Sharks are among a group of animals with a 6th sense that humans don't have - they use Earth's magnetic field to navigate
- Some shark species swim thousands of miles back to the same feeding grounds every year.
- They most likely use Earth's magnetic field to orient themselves, a new study shows.
- Other species, including dogs, whales, and sea turtles, also seem to use the magnetic field to navigate.
Shark species have an uncanny ability to find their way back to the same feeding grounds every year - even areas thousands of miles away.
According to a study published Thursday, that's because sharks have a superior navigational tool at their disposal: They can orient themselves using Earth's magnetic field.
They're far from the only animals to do so. Birds, whales, and many other species use the same sixth sense to plot their migrations.
Bryan Keller, a biologist at Florida State University who co-authored the new study, likens this sense to "having an 'internal GPS.'"
"This is, in my opinion, the best explanation for how migratory sharks successfully navigate during long-distance movements," Keller told Insider.
'Sharks garner map-like information from the magnetic field'
Nearly 2,000 miles below Earth's surface, swirling iron in the planet's outer core conducts electricity that generates a magnetic field. This field stretches all the way from the planet's interior to the space surrounding the Earth. It's what protects the world from deadly solar radiation.
But the direction that the electromagnetic energy flows, as well as the strength of the resulting protective sheath, depends on where on the planet's surface you are. So animals that use the magnetic field to orient themselves do so by detecting these differences in field strength and flow. They then use that information to figure out where they are and where to go.
Scientists long suspected sharks could navigate using the field, since the animals can sense electromagnetic fields in general. But that hypothesis had been difficult to confirm until Keller's study.
His team examined the bonnethead shark, known as Sphyrna tiburo, because the species exhibits site fidelity - meaning it returns to the same estuary habitats each season.
"This means the sharks have the capability to remember a specific location and to navigate back to it," he said.
The team captured 20 bonnetheads off the coast of Florida in the Gulf of Mexico, then placed the sharks in a 10-by-10-foot tank. They generated a tiny magnetic field within a 3-square-foot area of that tank. (Bonnetheads only reach 4 feet in length, which made them an ideal species to study in such a small pool, Keller said.)
The team then tweaked that localized magnetic field to mimic the electromagnetic conditions of various locations hundreds of miles away from where they'd caught the sharks. If the animals were truly relying on magnetic-field cues to navigate, the thinking went, then the bonnetheads would try to reorient themselves and start swimming in the direction they thought would lead to the Florida coast. That's exactly what happened.
When the researchers mimicked the conditions of the magnetic field on Florida's Gulf Coast, the animals exhibited no preference in which direction they were swimming - suggesting they assumed they were already in the right place.
"I'm not surprised that sharks garner map-like information from the magnetic field, because it makes perfect sense," Keller said.

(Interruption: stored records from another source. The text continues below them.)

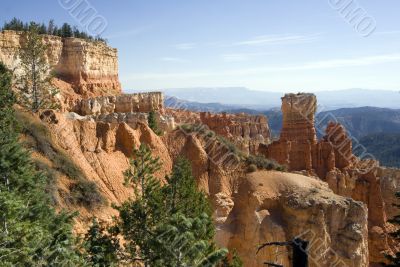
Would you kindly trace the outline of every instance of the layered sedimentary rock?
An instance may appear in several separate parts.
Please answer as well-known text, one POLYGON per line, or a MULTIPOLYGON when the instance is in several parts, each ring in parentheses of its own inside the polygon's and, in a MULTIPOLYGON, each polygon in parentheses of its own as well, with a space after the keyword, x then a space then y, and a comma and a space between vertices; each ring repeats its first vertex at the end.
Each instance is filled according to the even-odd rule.
POLYGON ((314 117, 317 98, 313 94, 286 94, 282 97, 282 141, 316 143, 314 117))
POLYGON ((352 140, 339 123, 329 122, 323 139, 317 140, 316 105, 313 94, 285 95, 280 138, 271 145, 260 147, 260 153, 287 165, 292 171, 307 170, 322 178, 335 168, 375 167, 376 162, 360 161, 353 155, 352 140))
MULTIPOLYGON (((11 69, 16 68, 18 51, 25 41, 25 33, 0 32, 0 61, 11 69)), ((49 65, 60 79, 72 84, 78 94, 96 96, 121 93, 115 48, 102 42, 51 35, 43 35, 43 42, 48 45, 46 59, 49 65)))
MULTIPOLYGON (((122 203, 133 196, 132 188, 124 186, 124 172, 129 168, 129 158, 134 148, 146 144, 153 155, 160 158, 163 168, 156 173, 156 177, 161 181, 172 169, 172 160, 164 142, 140 118, 128 125, 118 121, 94 121, 72 113, 45 111, 41 114, 41 120, 51 134, 49 138, 53 145, 65 153, 88 181, 96 183, 106 199, 105 205, 95 210, 71 205, 68 202, 68 185, 69 180, 73 181, 74 178, 57 181, 60 194, 58 206, 80 212, 76 226, 78 232, 86 229, 92 216, 110 221, 113 215, 117 215, 111 204, 122 203)), ((42 157, 40 151, 35 154, 42 157)))
POLYGON ((268 120, 262 115, 200 112, 200 120, 210 130, 228 138, 247 153, 255 154, 260 143, 270 142, 268 120))
MULTIPOLYGON (((301 234, 317 241, 311 252, 318 264, 311 266, 328 266, 324 265, 328 261, 367 266, 367 211, 362 204, 333 194, 316 178, 270 171, 247 175, 245 163, 215 135, 178 128, 160 138, 141 122, 144 113, 125 113, 125 121, 115 114, 80 116, 51 111, 41 116, 54 142, 98 185, 109 204, 133 196, 123 186, 123 172, 129 167, 132 149, 145 143, 163 162, 157 173, 163 182, 178 157, 189 159, 199 187, 212 200, 218 243, 235 248, 245 266, 262 266, 268 260, 288 263, 290 251, 280 254, 266 249, 256 256, 257 245, 288 241, 301 234), (130 116, 133 122, 127 123, 130 116)), ((60 183, 58 191, 67 196, 68 182, 60 183)), ((92 216, 111 220, 116 214, 108 204, 96 210, 64 201, 60 206, 79 210, 78 232, 84 231, 92 216)))
POLYGON ((169 132, 175 129, 174 118, 164 114, 164 97, 160 92, 82 99, 70 110, 85 119, 129 125, 135 125, 137 121, 147 124, 148 113, 154 112, 160 130, 169 132))
POLYGON ((370 261, 383 262, 382 252, 393 248, 388 235, 391 227, 387 223, 387 213, 393 214, 393 209, 386 208, 385 199, 391 199, 389 195, 393 194, 394 184, 400 182, 400 176, 379 167, 376 161, 365 156, 368 155, 366 152, 364 159, 354 156, 351 137, 338 123, 328 123, 325 136, 318 141, 315 111, 314 95, 285 95, 282 98, 284 119, 280 139, 261 146, 259 152, 287 165, 291 171, 317 175, 336 194, 366 203, 370 261))
POLYGON ((368 266, 367 209, 362 202, 334 194, 316 178, 281 172, 255 172, 242 180, 235 205, 218 227, 217 241, 238 251, 244 266, 264 262, 292 266, 287 242, 309 241, 309 266, 368 266))
MULTIPOLYGON (((178 157, 190 159, 199 187, 214 202, 219 201, 219 216, 227 216, 233 206, 230 196, 237 189, 238 177, 244 168, 226 146, 219 144, 215 138, 188 135, 179 129, 159 137, 143 122, 145 113, 119 114, 125 116, 124 119, 114 117, 115 114, 80 116, 76 113, 44 111, 40 119, 50 131, 54 144, 82 170, 89 181, 97 184, 108 204, 121 203, 133 196, 132 190, 123 185, 123 173, 129 168, 133 148, 144 143, 151 148, 153 156, 159 157, 162 162, 162 168, 156 173, 162 182, 178 157)), ((39 155, 40 151, 36 154, 39 155)), ((68 183, 62 181, 58 185, 58 191, 66 196, 68 183)), ((109 221, 116 215, 116 210, 108 204, 96 210, 87 210, 71 206, 67 199, 60 197, 59 206, 79 210, 78 232, 89 225, 92 216, 109 221)))
POLYGON ((163 112, 161 92, 100 96, 81 100, 73 110, 82 116, 128 112, 163 112))
MULTIPOLYGON (((60 61, 63 50, 62 38, 52 35, 43 35, 43 41, 48 45, 46 51, 47 62, 51 66, 55 67, 60 61)), ((22 32, 0 32, 0 61, 2 61, 8 68, 16 69, 19 62, 18 51, 25 42, 26 35, 22 32)))
POLYGON ((166 114, 174 117, 178 125, 204 125, 216 134, 227 138, 246 153, 256 154, 260 144, 270 142, 268 120, 262 115, 193 112, 178 109, 166 109, 166 114))
POLYGON ((200 113, 184 109, 166 108, 165 113, 174 117, 175 122, 179 125, 184 124, 201 124, 200 113))

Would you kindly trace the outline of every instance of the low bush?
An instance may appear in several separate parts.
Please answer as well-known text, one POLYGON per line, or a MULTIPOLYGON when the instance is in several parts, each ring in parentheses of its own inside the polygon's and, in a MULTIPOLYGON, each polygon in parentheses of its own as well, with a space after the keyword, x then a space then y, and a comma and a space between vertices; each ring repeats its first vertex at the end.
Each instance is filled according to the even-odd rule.
POLYGON ((249 166, 254 165, 258 169, 286 171, 284 165, 280 165, 275 160, 267 159, 262 155, 249 155, 246 158, 246 163, 249 164, 249 166))
POLYGON ((256 165, 250 164, 250 165, 247 167, 247 172, 255 172, 255 171, 257 171, 257 166, 256 166, 256 165))
POLYGON ((73 204, 83 205, 87 208, 95 208, 104 202, 94 182, 79 180, 71 184, 69 190, 73 204))
POLYGON ((94 208, 103 203, 104 199, 98 191, 97 185, 89 182, 81 169, 54 143, 47 127, 26 112, 18 111, 16 115, 21 123, 22 132, 36 141, 35 144, 30 144, 31 147, 29 148, 43 154, 52 162, 53 166, 49 166, 46 163, 36 161, 36 166, 48 177, 47 190, 51 192, 53 201, 57 201, 56 182, 59 172, 74 180, 74 186, 70 188, 72 189, 70 202, 85 205, 87 208, 94 208), (83 199, 85 197, 87 197, 86 200, 83 199))

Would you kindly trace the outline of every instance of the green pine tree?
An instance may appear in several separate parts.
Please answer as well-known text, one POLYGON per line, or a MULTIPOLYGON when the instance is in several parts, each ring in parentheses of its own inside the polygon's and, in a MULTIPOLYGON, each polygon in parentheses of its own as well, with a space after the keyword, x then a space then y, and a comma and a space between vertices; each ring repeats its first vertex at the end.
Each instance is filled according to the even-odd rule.
MULTIPOLYGON (((400 192, 396 193, 396 198, 400 200, 400 192)), ((393 206, 400 209, 400 204, 393 204, 393 206)), ((393 219, 389 220, 390 223, 393 223, 396 226, 400 226, 400 214, 394 216, 393 219)), ((398 243, 400 242, 400 228, 390 234, 398 243)), ((385 264, 387 267, 396 267, 400 266, 400 251, 395 253, 395 255, 385 255, 386 258, 390 261, 390 264, 385 264)))
POLYGON ((100 225, 96 218, 92 219, 92 225, 84 240, 83 247, 91 266, 118 265, 118 254, 121 250, 119 240, 114 233, 109 233, 108 229, 100 225))
POLYGON ((227 254, 226 257, 222 260, 222 262, 218 264, 218 267, 242 267, 242 266, 243 262, 238 256, 236 250, 233 250, 233 252, 227 254))
POLYGON ((75 251, 72 215, 56 214, 19 143, 11 74, 0 64, 0 266, 83 265, 75 251))
MULTIPOLYGON (((174 164, 171 177, 167 177, 168 184, 163 187, 166 201, 166 211, 170 216, 181 213, 189 218, 197 218, 203 213, 212 215, 211 204, 207 196, 198 190, 195 178, 192 175, 190 162, 181 157, 174 164)), ((215 231, 211 220, 207 222, 207 235, 203 238, 213 238, 215 231)))
POLYGON ((156 113, 154 111, 149 112, 149 116, 147 117, 147 123, 149 124, 150 129, 157 135, 161 135, 162 131, 158 127, 156 113))
POLYGON ((118 207, 119 228, 131 260, 145 266, 215 266, 226 256, 213 242, 215 230, 206 195, 198 191, 189 162, 178 159, 167 184, 154 177, 160 162, 145 145, 134 151, 126 183, 135 200, 118 207), (183 242, 178 247, 171 242, 183 242), (196 264, 196 265, 194 265, 196 264))
POLYGON ((47 46, 39 31, 39 25, 30 24, 19 52, 22 74, 16 83, 19 104, 32 112, 58 106, 55 104, 58 91, 51 84, 51 68, 46 60, 47 46))
POLYGON ((153 255, 152 231, 164 214, 161 184, 154 177, 160 166, 159 159, 152 157, 146 145, 142 144, 138 150, 134 150, 131 168, 125 172, 125 185, 133 186, 136 199, 117 208, 131 260, 140 260, 145 266, 150 265, 153 255))
POLYGON ((215 249, 208 234, 210 217, 203 213, 196 218, 183 214, 172 215, 167 222, 159 224, 152 241, 154 247, 153 266, 216 266, 228 251, 215 249))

Many animals use the magnetic field for navigation
Even though the new study was done on bonnetheads, Keller said the findings likely apply to other shark species as well.

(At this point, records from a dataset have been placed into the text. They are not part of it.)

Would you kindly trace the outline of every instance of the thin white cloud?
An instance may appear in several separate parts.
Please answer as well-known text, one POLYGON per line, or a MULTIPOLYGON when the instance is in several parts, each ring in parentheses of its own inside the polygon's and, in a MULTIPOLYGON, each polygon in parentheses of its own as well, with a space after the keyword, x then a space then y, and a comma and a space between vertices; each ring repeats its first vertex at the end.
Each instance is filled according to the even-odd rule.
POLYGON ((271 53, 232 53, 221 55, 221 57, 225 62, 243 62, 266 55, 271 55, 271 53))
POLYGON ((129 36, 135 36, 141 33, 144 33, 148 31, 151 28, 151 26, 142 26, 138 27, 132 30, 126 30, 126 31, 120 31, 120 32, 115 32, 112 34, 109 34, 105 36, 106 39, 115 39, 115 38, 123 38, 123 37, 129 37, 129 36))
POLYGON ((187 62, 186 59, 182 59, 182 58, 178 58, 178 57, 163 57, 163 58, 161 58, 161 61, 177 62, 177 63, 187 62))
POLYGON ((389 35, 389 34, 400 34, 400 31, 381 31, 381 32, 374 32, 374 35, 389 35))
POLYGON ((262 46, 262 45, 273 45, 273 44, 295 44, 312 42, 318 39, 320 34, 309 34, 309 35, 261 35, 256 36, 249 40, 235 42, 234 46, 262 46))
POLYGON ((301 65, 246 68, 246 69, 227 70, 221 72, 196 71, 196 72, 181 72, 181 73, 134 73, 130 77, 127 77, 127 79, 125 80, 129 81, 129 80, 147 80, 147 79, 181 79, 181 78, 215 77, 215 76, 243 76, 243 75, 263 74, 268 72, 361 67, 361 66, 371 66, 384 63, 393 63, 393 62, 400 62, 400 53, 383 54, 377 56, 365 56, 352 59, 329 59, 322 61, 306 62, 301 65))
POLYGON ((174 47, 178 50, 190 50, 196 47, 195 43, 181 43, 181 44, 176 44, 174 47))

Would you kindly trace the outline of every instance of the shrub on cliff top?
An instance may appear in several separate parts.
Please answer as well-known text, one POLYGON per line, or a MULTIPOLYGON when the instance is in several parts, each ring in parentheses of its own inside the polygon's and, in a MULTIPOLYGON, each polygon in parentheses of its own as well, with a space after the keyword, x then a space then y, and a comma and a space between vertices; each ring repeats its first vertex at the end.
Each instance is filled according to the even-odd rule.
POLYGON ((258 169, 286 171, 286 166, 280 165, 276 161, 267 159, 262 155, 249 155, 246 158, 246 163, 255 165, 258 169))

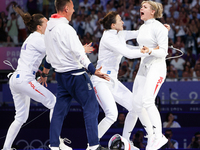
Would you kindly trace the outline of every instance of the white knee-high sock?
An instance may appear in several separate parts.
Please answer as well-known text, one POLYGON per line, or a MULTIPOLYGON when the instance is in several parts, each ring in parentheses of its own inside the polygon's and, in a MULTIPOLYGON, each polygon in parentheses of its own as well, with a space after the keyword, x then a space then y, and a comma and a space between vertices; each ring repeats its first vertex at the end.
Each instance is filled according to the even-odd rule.
POLYGON ((147 132, 147 135, 151 136, 154 133, 154 131, 153 131, 153 126, 151 124, 151 120, 148 116, 146 109, 142 108, 142 110, 138 112, 137 114, 138 114, 141 124, 143 125, 144 129, 147 132))
POLYGON ((111 121, 108 118, 102 119, 102 121, 98 125, 98 138, 102 138, 102 136, 108 131, 110 126, 114 123, 114 121, 111 121))
POLYGON ((128 141, 130 140, 131 132, 135 127, 137 119, 138 115, 133 111, 129 111, 128 114, 126 115, 122 136, 128 141))
POLYGON ((146 110, 149 115, 149 119, 151 120, 155 136, 157 138, 162 137, 162 123, 157 107, 155 105, 151 105, 150 107, 146 108, 146 110))
POLYGON ((11 149, 13 141, 15 140, 17 134, 19 133, 21 126, 22 126, 22 123, 18 122, 17 120, 14 120, 12 122, 6 135, 6 140, 3 146, 3 150, 11 149))

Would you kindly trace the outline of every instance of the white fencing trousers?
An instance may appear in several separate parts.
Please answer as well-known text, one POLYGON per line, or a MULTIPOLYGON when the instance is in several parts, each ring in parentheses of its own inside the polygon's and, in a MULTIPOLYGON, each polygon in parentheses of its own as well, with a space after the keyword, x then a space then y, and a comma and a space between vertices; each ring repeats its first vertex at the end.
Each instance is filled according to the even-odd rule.
MULTIPOLYGON (((45 107, 51 109, 50 115, 56 103, 56 97, 44 86, 35 80, 35 76, 27 72, 16 71, 9 81, 9 86, 14 99, 15 120, 10 125, 3 150, 11 149, 21 126, 29 116, 30 98, 41 102, 45 107)), ((51 116, 50 116, 51 119, 51 116)))
MULTIPOLYGON (((155 134, 159 137, 162 135, 162 124, 160 114, 155 106, 155 98, 165 77, 165 62, 153 63, 149 67, 141 65, 133 85, 135 110, 137 113, 141 113, 142 108, 146 109, 155 134)), ((146 126, 142 119, 140 121, 143 126, 146 126)))
MULTIPOLYGON (((98 136, 101 138, 110 126, 117 120, 118 110, 116 102, 126 108, 128 111, 133 109, 132 92, 127 89, 120 81, 111 80, 110 82, 93 82, 97 100, 105 113, 105 117, 98 125, 98 136)), ((137 115, 132 115, 135 121, 129 124, 132 129, 137 121, 137 115)), ((128 125, 125 125, 126 127, 128 125)))
POLYGON ((133 128, 135 127, 137 120, 138 115, 135 113, 135 111, 129 111, 127 113, 122 136, 128 141, 130 140, 131 133, 133 131, 133 128))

How else could a great white, for example, migrate from South Africa to Australia - a distance of more than 12,400 miles - then return to the exact same chunk of ocean nine months later?
"En route to Australia, the animal exhibited an incredibly straight swimming trajectory," Keller said of great whites. "Given that the magnetic field is perhaps the only constant and ubiquitous cue available to these migratory sharks, it is sensible that magnetic-based navigation is responsible for facilitating these incredible navigational successes."
Other navigational cues do exist, including currents and tides, but Keller said the magnetic field "is likely more useful than these other aids because it remains relatively constant."
Biologists still aren't sure how sharks detect the field, but a 2017 study suggested that the animals' magnetic receptors are probably located in their noses.
The ability to detect and orient using the magnetic field is fairly common in the animal kingdom overall, according to Keller. Scientists have observed that type of behavior in bacteria, algae, mud snails, lobsters, eels, stingrays, honey bees, mole rats, newts, birds, fish like tuna and salmon, dolphins, and whales.
Sea turtles, too, rely on magnetic cues when they migrate thousands of miles to lay eggs on the same beaches where they hatched.
Dogs, meanwhile, can find their way home both using their impressive sense of smell and by orienting themselves using the magnetic field, according to a June study.
"The magnetic field may provide dogs with a 'universal' reference frame, which is essential for long-distance navigation," that study said.